The first time Dan Marshall saw Wolfenstein 3D, it wasn’t just a game—it was a revelation. At eight years old, stepping into a friend’s living room and staring at a 3D world rendered in real-time shattered his understanding of what games could be. Decades later, that moment still lingers in his work as director of Size Five Games, where titles like Time Gentlemen, Please!, The Swindle, and Earth Must Die* blend humor, strategy, and sharp storytelling.

Today, Marshall’s PC is a digital museum of gaming history, cluttered with relics of his childhood and the games that still captivate him. Among them: XCOM 2, which has swallowed 219 hours of his life, and Atomfall, a British Fallout clone that he’s replaying despite finishing it. His library isn’t just a graveyard of forgotten installs—it’s a living record of how gaming evolves, from the turn-based tactics of Fallout 1 to the procedural dungeon-building chaos of Into the Restless Ruins.

Marshall’s current obsession is Atomfall, a game he initially dismissed as a pale imitation of Fallout—until he picked it up on sale. What he found was a tightly woven mystery, where every encounter and hidden clue feeds into a larger narrative. It’s not just side quests and leveling up, he says. Every room, every building, has clues pointing toward your objectives. The game’s blend of tension, humor, and investigative depth struck a chord, earning it a rare endorsement: a game he’d wear a t-shirt for.

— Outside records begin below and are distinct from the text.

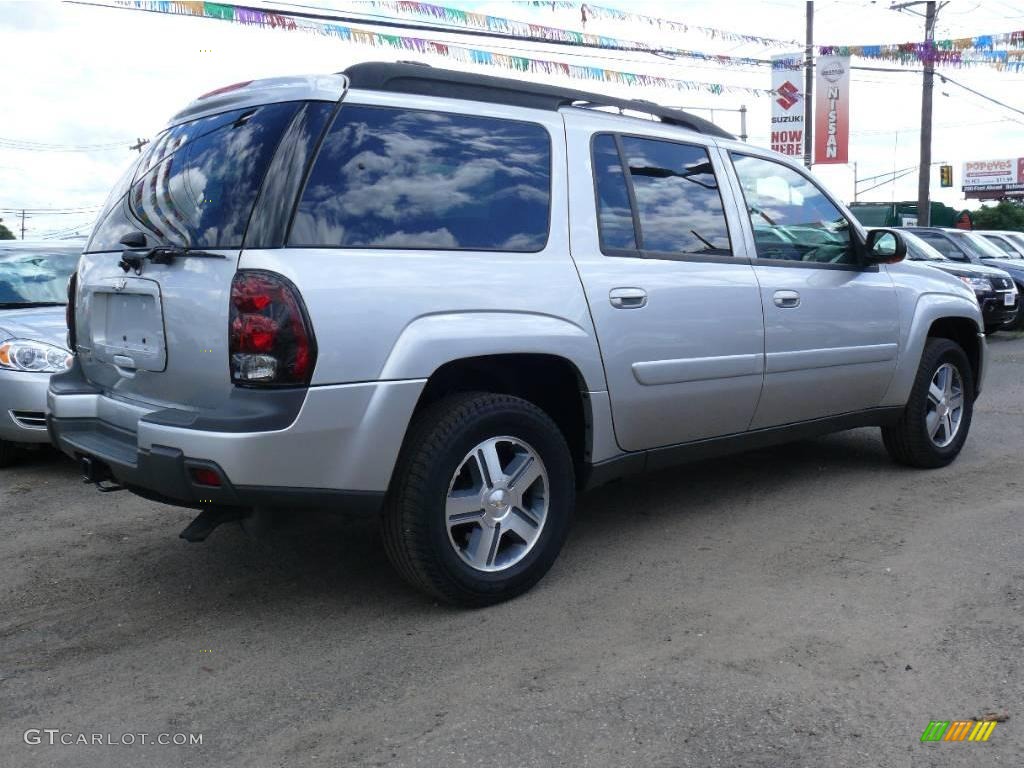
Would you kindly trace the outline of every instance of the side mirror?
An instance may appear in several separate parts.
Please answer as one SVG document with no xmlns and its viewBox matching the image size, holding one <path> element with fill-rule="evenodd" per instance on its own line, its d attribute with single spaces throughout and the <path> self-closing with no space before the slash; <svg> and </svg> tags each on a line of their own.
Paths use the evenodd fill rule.
<svg viewBox="0 0 1024 768">
<path fill-rule="evenodd" d="M 871 229 L 864 243 L 868 264 L 895 264 L 906 257 L 906 241 L 894 229 Z"/>
</svg>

The Games That Defined Him

Marshall’s Steam library reads like a timeline of gaming’s most influential titles. At the top of the list is XCOM 2, a tactical masterpiece that has absorbed nearly 220 hours of his time. Its appeal lies in the slow burn of base management—researching upgrades, fast-forwarding time, and suddenly realizing four hours have vanished in the pursuit of a new mission. It’s one of the most deeply satisfying games I’ve ever played, he admits. The game’s staying power is such that he’ll never uninstall it, keeping it on his system for emergencies.

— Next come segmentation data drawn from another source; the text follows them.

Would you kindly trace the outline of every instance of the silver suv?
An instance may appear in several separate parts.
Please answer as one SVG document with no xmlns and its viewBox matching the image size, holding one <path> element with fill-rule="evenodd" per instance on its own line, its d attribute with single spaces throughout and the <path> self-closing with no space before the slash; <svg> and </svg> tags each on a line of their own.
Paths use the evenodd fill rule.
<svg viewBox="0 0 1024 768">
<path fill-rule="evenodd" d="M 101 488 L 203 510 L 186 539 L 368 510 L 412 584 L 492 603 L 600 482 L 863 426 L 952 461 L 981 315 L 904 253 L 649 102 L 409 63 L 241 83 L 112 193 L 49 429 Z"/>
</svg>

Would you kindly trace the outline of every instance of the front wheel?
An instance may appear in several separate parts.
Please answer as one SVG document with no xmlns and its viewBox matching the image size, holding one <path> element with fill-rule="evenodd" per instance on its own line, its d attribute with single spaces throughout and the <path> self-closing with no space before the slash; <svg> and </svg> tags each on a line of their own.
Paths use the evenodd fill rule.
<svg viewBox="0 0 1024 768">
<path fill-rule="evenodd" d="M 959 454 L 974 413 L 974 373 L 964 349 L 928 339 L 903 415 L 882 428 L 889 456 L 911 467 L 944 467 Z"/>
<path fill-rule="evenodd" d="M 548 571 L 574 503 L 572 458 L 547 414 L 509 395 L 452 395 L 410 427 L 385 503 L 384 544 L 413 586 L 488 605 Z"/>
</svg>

The Indie Dev’s Obsession: How Dan Marshall’s PC Reflects a Lifetime of Gaming and Game-Making
  • 219 hours in XCOM 2—his longest-played game by far.
  • Still installed: Fallout 1 (1997), which he lasted only 20 minutes in before giving up.
  • Current favorite: Atomfall, a British post-apocalyptic shooter with deep investigative layers.
  • Inspiration: Into the Restless Ruins, a dungeon-building game with Tetris-like tension.
  • Childhood relic: X-Wing (1993), where difficulty spikes and drops mimic real-world piloting.

A Developer’s Digital Toolkit

Beyond games, Marshall’s PC is a hub for creativity. His go-to non-gaming tool? The Snipping Tool, a utility he uses daily for work and social media—cropping screenshots, annotating ideas, and sharing moments. I genuinely cannot believe everyone doesn’t use it, he says. It’s like a pair of scissors for your screen.

His desktop, meanwhile, is immaculate—a rare trait in a developer’s world. But the real mess isn’t on his screen; it’s in his mind, where ideas for new games simmer alongside the games he loves. Whether it’s the procedural dungeons of The Swindle or the satirical fury of Earth Must Die, his work is shaped by the same curiosity that drew him to Wolfenstein 3D* all those years ago.

For Marshall, gaming isn’t just play—it’s a craft. And his PC, cluttered with hours of strategy and moments of discovery, is both his workshop and his time capsule.